Here are a few things I’d tell a younger me, some re-enforcing and some to change my behavior:
- Compound learning: Optimize for learning per unit of time as early as possible in your career (read books, try new functions and industries). The earlier you learn the better this learning compounds over time and leads to better judgement and decisions. I did not read enough or take enough advantage of my educational opportunities. If you want to be a better investor, learn as much as you can per $ invested. When you invest small amounts you can still do big diligence (investment memos, models, post mortems etc) and you will make less expensive mistakes further down the road.

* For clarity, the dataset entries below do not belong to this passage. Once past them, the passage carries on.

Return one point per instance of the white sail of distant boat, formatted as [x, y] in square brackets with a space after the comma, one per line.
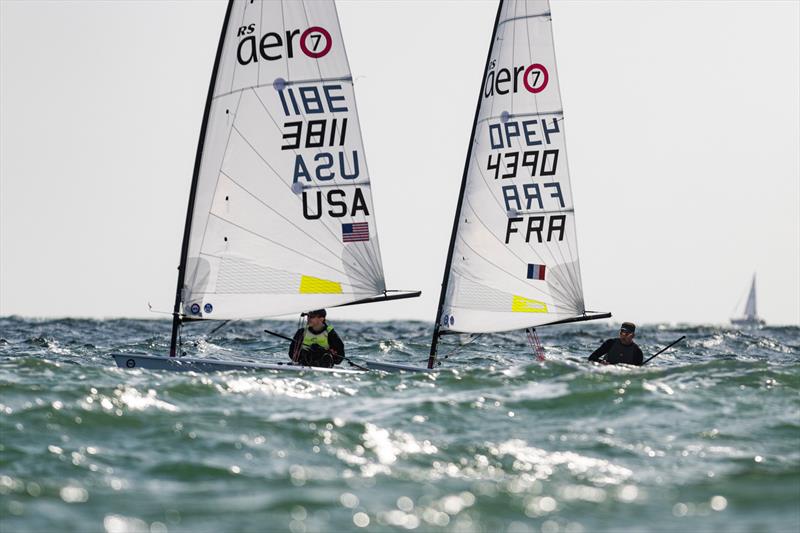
[750, 316]
[280, 218]
[513, 258]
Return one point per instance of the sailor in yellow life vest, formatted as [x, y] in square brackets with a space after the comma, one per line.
[317, 344]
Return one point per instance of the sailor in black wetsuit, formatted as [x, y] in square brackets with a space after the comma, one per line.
[622, 350]
[317, 344]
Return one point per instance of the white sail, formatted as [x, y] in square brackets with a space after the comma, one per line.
[514, 262]
[283, 219]
[750, 308]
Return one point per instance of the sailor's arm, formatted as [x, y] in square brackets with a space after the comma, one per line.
[336, 347]
[603, 350]
[297, 341]
[638, 357]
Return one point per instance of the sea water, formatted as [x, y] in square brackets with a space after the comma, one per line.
[706, 437]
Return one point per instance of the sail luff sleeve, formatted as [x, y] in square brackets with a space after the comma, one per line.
[193, 188]
[454, 233]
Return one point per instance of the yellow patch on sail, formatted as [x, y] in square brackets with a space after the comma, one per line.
[526, 305]
[312, 285]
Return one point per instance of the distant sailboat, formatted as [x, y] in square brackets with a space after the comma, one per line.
[280, 217]
[513, 261]
[750, 318]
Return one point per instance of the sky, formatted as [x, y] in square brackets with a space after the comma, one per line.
[682, 125]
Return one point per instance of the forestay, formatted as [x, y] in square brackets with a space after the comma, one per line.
[283, 219]
[514, 260]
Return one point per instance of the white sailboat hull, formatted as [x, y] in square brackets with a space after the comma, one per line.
[191, 364]
[394, 367]
[747, 322]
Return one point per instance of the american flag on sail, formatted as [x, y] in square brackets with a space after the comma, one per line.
[355, 231]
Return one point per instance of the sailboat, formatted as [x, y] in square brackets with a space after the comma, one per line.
[750, 317]
[512, 263]
[280, 217]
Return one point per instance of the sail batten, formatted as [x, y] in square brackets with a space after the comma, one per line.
[514, 259]
[282, 218]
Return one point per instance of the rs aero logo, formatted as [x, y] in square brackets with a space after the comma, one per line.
[533, 78]
[314, 42]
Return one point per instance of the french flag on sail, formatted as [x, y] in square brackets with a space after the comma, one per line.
[535, 271]
[355, 231]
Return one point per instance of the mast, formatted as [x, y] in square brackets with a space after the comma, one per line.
[176, 319]
[445, 278]
[750, 309]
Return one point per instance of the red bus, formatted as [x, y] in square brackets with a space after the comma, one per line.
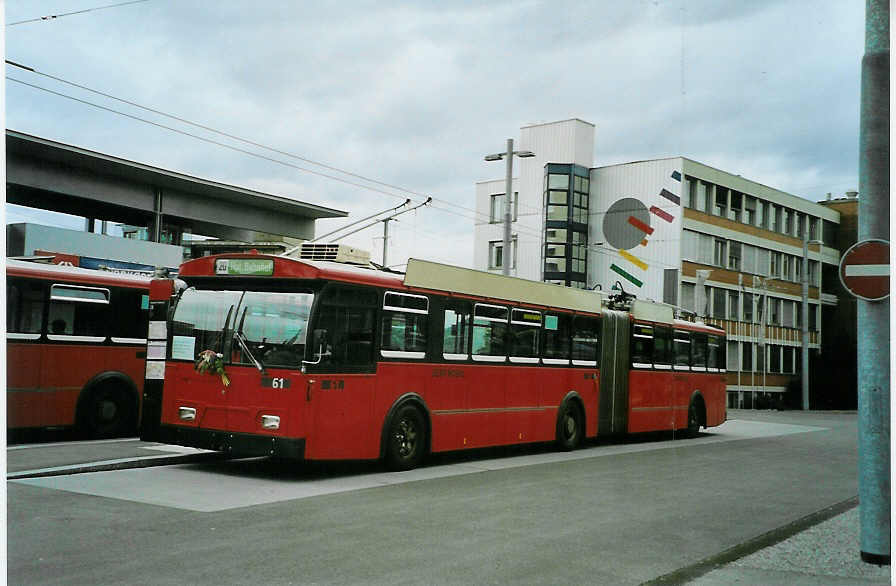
[75, 348]
[316, 360]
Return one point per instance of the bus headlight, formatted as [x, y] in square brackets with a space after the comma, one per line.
[270, 422]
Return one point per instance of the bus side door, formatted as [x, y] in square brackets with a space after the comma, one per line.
[341, 397]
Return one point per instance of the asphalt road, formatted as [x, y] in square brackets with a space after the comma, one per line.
[612, 513]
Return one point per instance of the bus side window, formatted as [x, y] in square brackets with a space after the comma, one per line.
[662, 347]
[78, 311]
[130, 314]
[24, 307]
[556, 338]
[456, 330]
[585, 340]
[525, 325]
[642, 346]
[681, 345]
[490, 332]
[347, 317]
[404, 325]
[698, 351]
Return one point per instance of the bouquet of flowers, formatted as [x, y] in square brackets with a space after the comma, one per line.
[211, 362]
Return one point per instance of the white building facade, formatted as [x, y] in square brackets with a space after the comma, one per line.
[672, 230]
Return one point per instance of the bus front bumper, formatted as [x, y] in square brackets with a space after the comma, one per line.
[238, 444]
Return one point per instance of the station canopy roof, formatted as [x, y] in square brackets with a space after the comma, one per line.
[49, 175]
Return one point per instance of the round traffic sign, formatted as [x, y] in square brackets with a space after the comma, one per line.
[865, 269]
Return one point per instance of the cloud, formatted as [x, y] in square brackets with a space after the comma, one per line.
[414, 94]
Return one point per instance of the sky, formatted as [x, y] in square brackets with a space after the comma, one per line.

- Keep a low burn rate: When you are earlier in your career you can take more risk because you have lower cash requirements and these risks could have potential upside but lower predictable cashflow. It’s very easy to have your lifestyle scale up (especially in fixed costs) as you make more money and these can ‘trap’ you if you’re not deliberate about increasing your spending. This could cause you to trade short term vs. long term to maintain your lifestyle even when it might not be the right choice and may prevent you from trying something that is more fulfilling.
- Relationships are as important as outcomes: Don’t be completely (short term) outcome driven at work, at the expense of relationships. Don’t think that most important thing is ‘winning’ or shipping even if folks around you get burned along the way. When I was earlier in my career I made a number of mistakes here and thought I was making the right tradeoff at the time. Now I know this is is too short term-ist and you will benefit from building strong lasting professional relationships with high trust – over the long term this will allow you to have better repeatable outcomes with people you work with for long periods of time.